As expected there are no yard sales to be found this weekend. Christmas actually falling on a Saturday destroyed any chance of sales around here. The Saturday holiday has implications for non-celebrators such as the orthodox Jews around Toco Hills. Normally these folks would go ahead and have a sale around Christmas time but with the holiday falling on the Sabbath there is no chance that anyone will see the keppan-wearing folks who dwell ironically in a subdivision called Merry Hills having sales. When I worked for an orthodox organization I always felt it strange that so many of my students lived on streets with names like Holly, Merry, Reindeer and of course Christmas.
I had considered just randomly driving around the Lawrenceville Highway area in hopes that some Hindus may have clutter in their yard. Maybe I could find a large Ganesh statue with a missing tusk for fifty cents. Maybe the Bosnians, Buddhists and Copts (who knows when they celebrate the holiday?) of Clarkston might be having sales.
But sadly in today’s AJC, the 805 section of the classifieds was empty and no notices were seen on any nearby utility poles.

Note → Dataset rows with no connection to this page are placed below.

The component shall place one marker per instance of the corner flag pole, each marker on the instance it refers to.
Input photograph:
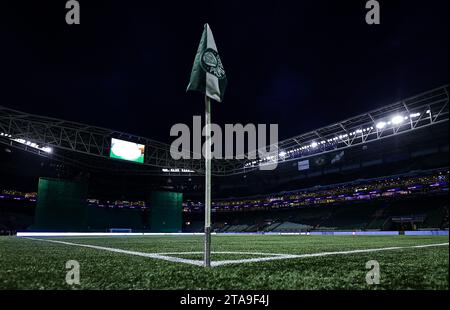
(207, 254)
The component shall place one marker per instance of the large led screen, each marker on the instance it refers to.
(126, 150)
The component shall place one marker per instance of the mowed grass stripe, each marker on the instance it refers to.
(269, 257)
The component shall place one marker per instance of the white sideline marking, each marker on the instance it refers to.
(150, 255)
(269, 256)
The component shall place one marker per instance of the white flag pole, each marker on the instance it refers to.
(207, 253)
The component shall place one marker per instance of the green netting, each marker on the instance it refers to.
(61, 205)
(105, 218)
(166, 208)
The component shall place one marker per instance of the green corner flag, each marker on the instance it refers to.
(208, 75)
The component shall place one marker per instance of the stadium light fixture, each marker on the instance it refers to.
(381, 125)
(397, 120)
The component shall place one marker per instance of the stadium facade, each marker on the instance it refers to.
(387, 149)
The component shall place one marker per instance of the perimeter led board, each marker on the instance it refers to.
(126, 150)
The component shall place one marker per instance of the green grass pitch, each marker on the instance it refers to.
(31, 264)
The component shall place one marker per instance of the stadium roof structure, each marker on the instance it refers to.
(89, 146)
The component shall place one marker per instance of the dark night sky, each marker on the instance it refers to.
(301, 64)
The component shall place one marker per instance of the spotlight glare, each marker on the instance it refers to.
(397, 120)
(381, 125)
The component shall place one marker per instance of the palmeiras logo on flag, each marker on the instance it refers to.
(211, 63)
(208, 74)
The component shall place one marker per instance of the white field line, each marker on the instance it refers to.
(150, 255)
(290, 256)
(269, 256)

I wondered if this was true all over the nation. In cosmopolitan cities such as Los Angeles I found two moving sales in the classifieds of the LA Times. Among the items offered were a bed, furniture, house wares CD’s and clothes.
San Francisco had two sales advertised in the Chronicle one was a moving sale with an Ikea TV stand, a desk and a lot of picture frames. In the Pacifica area there was an event termed a “Quality Relocation Garage sale” scheduled for Christmas day and the day after. This offered furniture, antiques knick-knacks, a TV and a VCR. The ad noted great stuff everything must go. This is the real holiday spirit.
Closer to home in The Miami Herald I found one sale on Christmas day in Palm Grove. This sale strangely offered mature plants and trees with the note “bring your shovel” perhaps this is a south Florida tradition of having the neighbors descend on your property on Christmas day armed with gardening implements to tear up your yard. Appliances, a lawn tractor, tools and odds and ends were also promised.
Checking on the far side of the world where it’s summer I found no sales scheduled on Christmas day in the classified ads of newspapers in Sydney or Melbourne. Perhaps I should check some of the English language papers of India. Someone may even have a broken Ganesh figure for sale.